Last January, I had a baby. Then we sold our house and moved to a new city. Then COVID-19 happened. And like so many people, everything about my life changed.
I know that I am not the only person who really, truly struggled with creating anything during this time. My baby went through a three month period where she only slept in two–maybe three— hour stretches. I was a complete zombie of a person. All I wanted to do was crawl into bed and cover my head in blankets. But I didn’t have that luxury, not only because I had to now keep another person alive, but because I was on deadline.
One of the many wonderful things about The Frozen Crown is that it is the first book in a duology. Book Two is supposed to be released next fall/winter. It is so, so exciting and I am truly blessed– but I still had to write the book.
Second-book blues is a very real thing. Many authors have to deal not only with deadlines, but with audience expectations. Because I didn’t yet have an audience (my brilliant publisher aside) I dodged a lot of the pressure associated with writing that book. But I still had to, you know, write it.

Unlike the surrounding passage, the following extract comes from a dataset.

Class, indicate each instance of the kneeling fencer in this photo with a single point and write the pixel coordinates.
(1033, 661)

Unlike The Frozen Crown, I didn’t have years to write Book Two. So with the world a giant garbage fire and a baby keeping me awake at all hours of the day and night, how did I find the time to write?
In short, I didn’t.
At least, not for the first few weeks after my daughter was born. It simply wasn’t possible. Any words that ended up on the page would have been a driveling mess. So I didn’t.

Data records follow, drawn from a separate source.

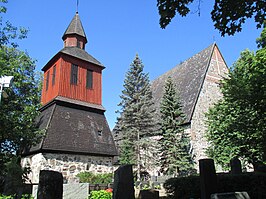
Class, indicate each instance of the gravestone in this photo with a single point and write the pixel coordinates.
(208, 178)
(231, 195)
(124, 183)
(235, 166)
(77, 191)
(148, 194)
(50, 185)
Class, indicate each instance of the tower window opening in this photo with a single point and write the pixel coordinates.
(89, 80)
(54, 73)
(100, 132)
(74, 74)
(47, 79)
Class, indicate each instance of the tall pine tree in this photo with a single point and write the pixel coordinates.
(175, 156)
(136, 115)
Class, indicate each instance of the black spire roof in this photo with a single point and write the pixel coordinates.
(75, 27)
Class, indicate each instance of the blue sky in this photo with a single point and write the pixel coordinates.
(117, 30)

Did I feel guilty? Hell, yes! But I needed a break– needed one thing to ease off my shoulders. So I took it.
When lockdown happened, my family relocated to my in-laws house so we could have more space and help. And thank god for that help! My in-laws were wonderful! From watching Lorelei during the day so I could write, to helping with night feedings so I could sleep, they were absolutely heaven-sent.
When lockdown ended and we returned home, I fell back on earlier writing habits. Meaning, I woke up before the baby, and got my butt in the chair during her nap times to get that book written. My mom was also able to come down and babysit a lot during that time, letting me get almost full-day stretches of writing done. It helped me to not only get the book written, but revised enough that I was able to meet my deadline.
The writing experience of book one and book two of The Frozen Crown duology couldn’t have been more different. But I think there could be something to be learned from both. So when you’re struggling to juggle all of life’s responsibilities, it’s time to fall back on the basics. Create good habits, give yourself small incentives to keep you going, and rely on your community for whatever help they can provide.
And, perhaps most importantly, be kind to yourself. If you have nothing left to give, take a break, find your sanity, and come back again later. Writing is awesome… but solid mental health is better.